Millwall have at least stuck around, a marmalade and jam works team from the Isle of Dogs shifted up river and settled on Cold Blow Lane. It has been a febrile existence, right from the first dockers’ derby with West Ham, during which the East Ham Echo noted “all attempts at football were ignored”, culminating in West Ham’s Jarvis inflicting serious injury by smashing the head of Millwall’s Deans against a metal advertising board.

A period of success in the late 1960s was followed by the closure of the docks and an increased sense of inner-city alienation. The hand grenade chucked on to the pitch from the away end at Griffin Park may have been a harmless replica, but for two decades the Den attracted some genuinely frightening people. A huge amount of work has gone into tackling racism in the ground. But this was for many years a place where something curdled and scabbed did occasionally erupt into view. Football cannot solve these problems. It does at least try.

This is all a part of the current story. New Bermondsey. We get the idea. Time to flush out and rebrand. Revenue streams must be wrung, the light let in. The developers’ plan is, quite literally, to “clad” the Den, to make it look new from the outside, the architectural equivalent of slapping a new hat on grandma’s head and wheeling her off into the corner because the posh in-laws are coming round.

And yet, industry loyalties aside, there are some serious problems with what Lewisham and its developer are proposing to do. For a start, the plans to create a “new community” overlook the fact Bermondsey already has a community, one that has been flourishing, quietly, with help from Millwall themselves.

This is not simply a local leisure service provider. Football clubs do not relocate when times are thin (unless they are MK Dons). They stick it out and engage. London’s hunger for space may have finally touched the Den. But the club believes it has the right not to be edged out, but to play a role in the regeneration of the area. Instead it finds itself ushered to one side by a local authority that has little historic interest in sport of any kind, whose boundaries end a tantalising 500 metres west, and whose inhabitants have often been supported by the club’s own community initiatives.

Three years ago Millwall sent their players out to join the (successful) campaign to save Lewisham hospital A&E department, a triumph that offered plenty of political capital to the same officials now selling their land from under their feet. The Millwall Community Trust has also been out there going above and beyond, offering education and opportunities, helping young offenders and kids with learning difficulties. By way of thanks the Trust will now be evicted when the compulsory purchase order goes through. Lewisham council has a motto: Salus Populi Suprema Lex, or “The welfare of the people is the highest law”. Words, huh.

Millwall have offered to put forward their own regeneration scheme with the club at its heart. Instead Lewisham chose to partner with a developer whose ultimate parents are offshore companies owned by mysterious entities including a family trust. There is no evidence Renewal has ever carried out a major development project. It has no interests in the area.
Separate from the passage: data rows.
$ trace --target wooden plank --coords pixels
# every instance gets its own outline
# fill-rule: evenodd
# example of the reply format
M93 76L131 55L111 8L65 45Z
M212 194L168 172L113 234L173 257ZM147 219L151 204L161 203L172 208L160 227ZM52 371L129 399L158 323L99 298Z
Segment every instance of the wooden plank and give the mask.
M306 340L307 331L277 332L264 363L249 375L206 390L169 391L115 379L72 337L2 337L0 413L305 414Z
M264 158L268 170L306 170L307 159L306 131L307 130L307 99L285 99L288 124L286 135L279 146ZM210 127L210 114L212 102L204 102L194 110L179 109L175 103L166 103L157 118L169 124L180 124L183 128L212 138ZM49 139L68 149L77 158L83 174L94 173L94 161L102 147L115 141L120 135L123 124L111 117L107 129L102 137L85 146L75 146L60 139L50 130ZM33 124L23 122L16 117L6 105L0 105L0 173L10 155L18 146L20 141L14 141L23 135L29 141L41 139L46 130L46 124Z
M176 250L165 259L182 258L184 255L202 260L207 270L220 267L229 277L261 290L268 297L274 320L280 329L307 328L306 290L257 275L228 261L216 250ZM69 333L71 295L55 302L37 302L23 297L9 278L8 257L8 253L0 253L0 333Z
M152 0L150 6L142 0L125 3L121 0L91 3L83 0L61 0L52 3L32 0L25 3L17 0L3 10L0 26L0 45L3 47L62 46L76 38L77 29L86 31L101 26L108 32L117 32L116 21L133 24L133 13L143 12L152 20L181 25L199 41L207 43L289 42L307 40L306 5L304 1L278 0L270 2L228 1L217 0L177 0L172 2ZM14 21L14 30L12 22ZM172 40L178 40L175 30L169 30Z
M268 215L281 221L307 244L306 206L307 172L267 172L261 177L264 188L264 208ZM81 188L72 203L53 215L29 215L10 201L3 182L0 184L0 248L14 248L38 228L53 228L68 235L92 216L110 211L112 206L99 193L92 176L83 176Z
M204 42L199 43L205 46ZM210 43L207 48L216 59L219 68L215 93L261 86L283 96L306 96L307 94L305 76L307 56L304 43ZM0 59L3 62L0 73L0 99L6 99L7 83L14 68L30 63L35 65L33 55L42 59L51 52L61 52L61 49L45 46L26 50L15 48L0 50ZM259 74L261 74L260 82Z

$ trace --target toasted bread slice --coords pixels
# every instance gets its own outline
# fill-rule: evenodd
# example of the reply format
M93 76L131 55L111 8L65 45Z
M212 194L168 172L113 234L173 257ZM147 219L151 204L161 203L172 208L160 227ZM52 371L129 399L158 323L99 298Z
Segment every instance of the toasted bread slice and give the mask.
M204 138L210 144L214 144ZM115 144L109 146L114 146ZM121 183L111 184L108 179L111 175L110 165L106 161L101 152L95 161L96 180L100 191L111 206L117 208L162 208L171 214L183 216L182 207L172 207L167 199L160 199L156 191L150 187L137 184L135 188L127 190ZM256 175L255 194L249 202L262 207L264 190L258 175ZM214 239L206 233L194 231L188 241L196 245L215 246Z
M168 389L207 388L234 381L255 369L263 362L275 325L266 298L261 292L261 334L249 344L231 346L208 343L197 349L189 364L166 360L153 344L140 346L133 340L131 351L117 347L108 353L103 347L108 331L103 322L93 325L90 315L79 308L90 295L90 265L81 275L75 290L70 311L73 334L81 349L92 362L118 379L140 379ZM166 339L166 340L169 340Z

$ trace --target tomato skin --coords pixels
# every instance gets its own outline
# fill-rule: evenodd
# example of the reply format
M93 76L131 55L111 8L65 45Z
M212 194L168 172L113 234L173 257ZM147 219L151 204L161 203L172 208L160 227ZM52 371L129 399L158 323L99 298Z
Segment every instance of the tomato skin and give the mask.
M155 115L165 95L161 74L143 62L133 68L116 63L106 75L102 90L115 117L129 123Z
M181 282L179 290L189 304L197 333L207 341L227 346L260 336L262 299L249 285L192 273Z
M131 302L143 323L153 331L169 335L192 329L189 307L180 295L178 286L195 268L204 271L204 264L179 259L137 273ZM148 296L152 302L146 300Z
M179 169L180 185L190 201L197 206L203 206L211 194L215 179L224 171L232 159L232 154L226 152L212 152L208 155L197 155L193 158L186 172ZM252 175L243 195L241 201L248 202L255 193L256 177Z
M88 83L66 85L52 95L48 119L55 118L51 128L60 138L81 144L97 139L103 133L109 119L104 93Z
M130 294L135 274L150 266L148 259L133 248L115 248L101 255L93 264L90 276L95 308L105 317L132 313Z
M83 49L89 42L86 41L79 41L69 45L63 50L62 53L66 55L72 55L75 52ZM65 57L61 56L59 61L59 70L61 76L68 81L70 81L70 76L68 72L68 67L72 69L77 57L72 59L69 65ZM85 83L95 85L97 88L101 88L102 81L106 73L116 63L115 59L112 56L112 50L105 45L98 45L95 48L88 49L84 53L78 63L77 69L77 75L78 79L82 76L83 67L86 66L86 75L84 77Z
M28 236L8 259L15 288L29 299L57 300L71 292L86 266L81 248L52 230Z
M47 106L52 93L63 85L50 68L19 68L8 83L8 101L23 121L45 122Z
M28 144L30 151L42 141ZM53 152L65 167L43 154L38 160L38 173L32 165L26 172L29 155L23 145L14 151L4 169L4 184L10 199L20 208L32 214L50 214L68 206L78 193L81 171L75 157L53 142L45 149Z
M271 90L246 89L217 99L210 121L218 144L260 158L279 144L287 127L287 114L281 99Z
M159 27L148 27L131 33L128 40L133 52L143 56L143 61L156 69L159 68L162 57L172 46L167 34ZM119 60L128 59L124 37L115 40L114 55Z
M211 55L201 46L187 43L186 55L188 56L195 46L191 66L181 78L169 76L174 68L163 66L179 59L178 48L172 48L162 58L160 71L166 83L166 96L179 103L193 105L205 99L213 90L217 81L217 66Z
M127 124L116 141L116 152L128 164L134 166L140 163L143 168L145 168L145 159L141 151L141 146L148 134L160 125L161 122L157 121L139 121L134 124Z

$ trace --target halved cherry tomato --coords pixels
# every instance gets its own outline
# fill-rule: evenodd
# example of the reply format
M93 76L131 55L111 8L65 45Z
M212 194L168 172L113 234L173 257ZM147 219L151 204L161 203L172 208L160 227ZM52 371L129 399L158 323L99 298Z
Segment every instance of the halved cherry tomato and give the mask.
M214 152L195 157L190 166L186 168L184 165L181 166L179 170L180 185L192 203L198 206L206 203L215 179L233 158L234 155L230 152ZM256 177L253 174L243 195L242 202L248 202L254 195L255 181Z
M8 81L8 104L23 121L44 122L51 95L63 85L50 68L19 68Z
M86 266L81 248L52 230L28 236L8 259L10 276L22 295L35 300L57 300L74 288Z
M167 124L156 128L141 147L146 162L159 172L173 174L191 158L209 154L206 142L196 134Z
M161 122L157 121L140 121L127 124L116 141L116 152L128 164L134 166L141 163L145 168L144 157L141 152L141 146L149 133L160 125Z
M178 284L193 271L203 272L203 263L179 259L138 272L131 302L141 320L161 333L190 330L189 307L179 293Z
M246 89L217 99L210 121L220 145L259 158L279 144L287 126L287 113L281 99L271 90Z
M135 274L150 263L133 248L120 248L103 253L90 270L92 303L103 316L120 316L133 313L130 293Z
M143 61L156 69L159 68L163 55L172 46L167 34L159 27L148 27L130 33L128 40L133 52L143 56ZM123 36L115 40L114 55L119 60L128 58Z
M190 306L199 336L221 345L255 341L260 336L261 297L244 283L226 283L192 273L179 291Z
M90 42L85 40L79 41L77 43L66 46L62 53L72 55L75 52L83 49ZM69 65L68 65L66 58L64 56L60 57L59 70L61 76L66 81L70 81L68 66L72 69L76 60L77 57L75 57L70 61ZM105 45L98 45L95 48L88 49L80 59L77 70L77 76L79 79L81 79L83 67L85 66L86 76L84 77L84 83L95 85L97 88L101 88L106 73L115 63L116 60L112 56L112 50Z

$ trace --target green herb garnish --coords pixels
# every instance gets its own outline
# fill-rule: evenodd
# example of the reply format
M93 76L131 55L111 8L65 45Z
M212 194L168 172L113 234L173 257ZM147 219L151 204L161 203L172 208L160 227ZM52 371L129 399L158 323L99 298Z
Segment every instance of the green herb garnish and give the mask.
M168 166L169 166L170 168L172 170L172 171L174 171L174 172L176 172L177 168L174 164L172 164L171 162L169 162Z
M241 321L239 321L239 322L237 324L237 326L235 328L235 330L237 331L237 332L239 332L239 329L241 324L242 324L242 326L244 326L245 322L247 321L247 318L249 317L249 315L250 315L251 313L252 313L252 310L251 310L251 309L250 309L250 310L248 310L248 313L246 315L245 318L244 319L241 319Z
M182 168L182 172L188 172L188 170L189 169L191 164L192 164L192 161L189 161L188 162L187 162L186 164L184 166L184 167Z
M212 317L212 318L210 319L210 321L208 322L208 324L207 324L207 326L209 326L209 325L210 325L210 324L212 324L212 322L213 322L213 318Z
What the council’s decision seems to say is that there are communities and then there are communities. A rising tide lifts all boats and Bermondsey is on the up. Just two miles from the Den they are still trying to sell the £50m penthouses of the glass and steel sky city, floors 53-65 of the Shard. Canary Wharf is just over the river, clearing house for transient global billions. The Rotherhithe peninsula sits crunched between the two. Welcome, then, New Bermondsey, heir to Biscuit town, Target Area G, and plain old Bermondsey. Let them come. Like Bill Voisey, Millwall will walk out of this bloodied but still alive, close-up witnesses to another digging down into the question of what value can be placed on unmonetised community, the ties that have bound an area like SE16; and beyond that the continuing, largely incidental question of what football clubs are really for these days.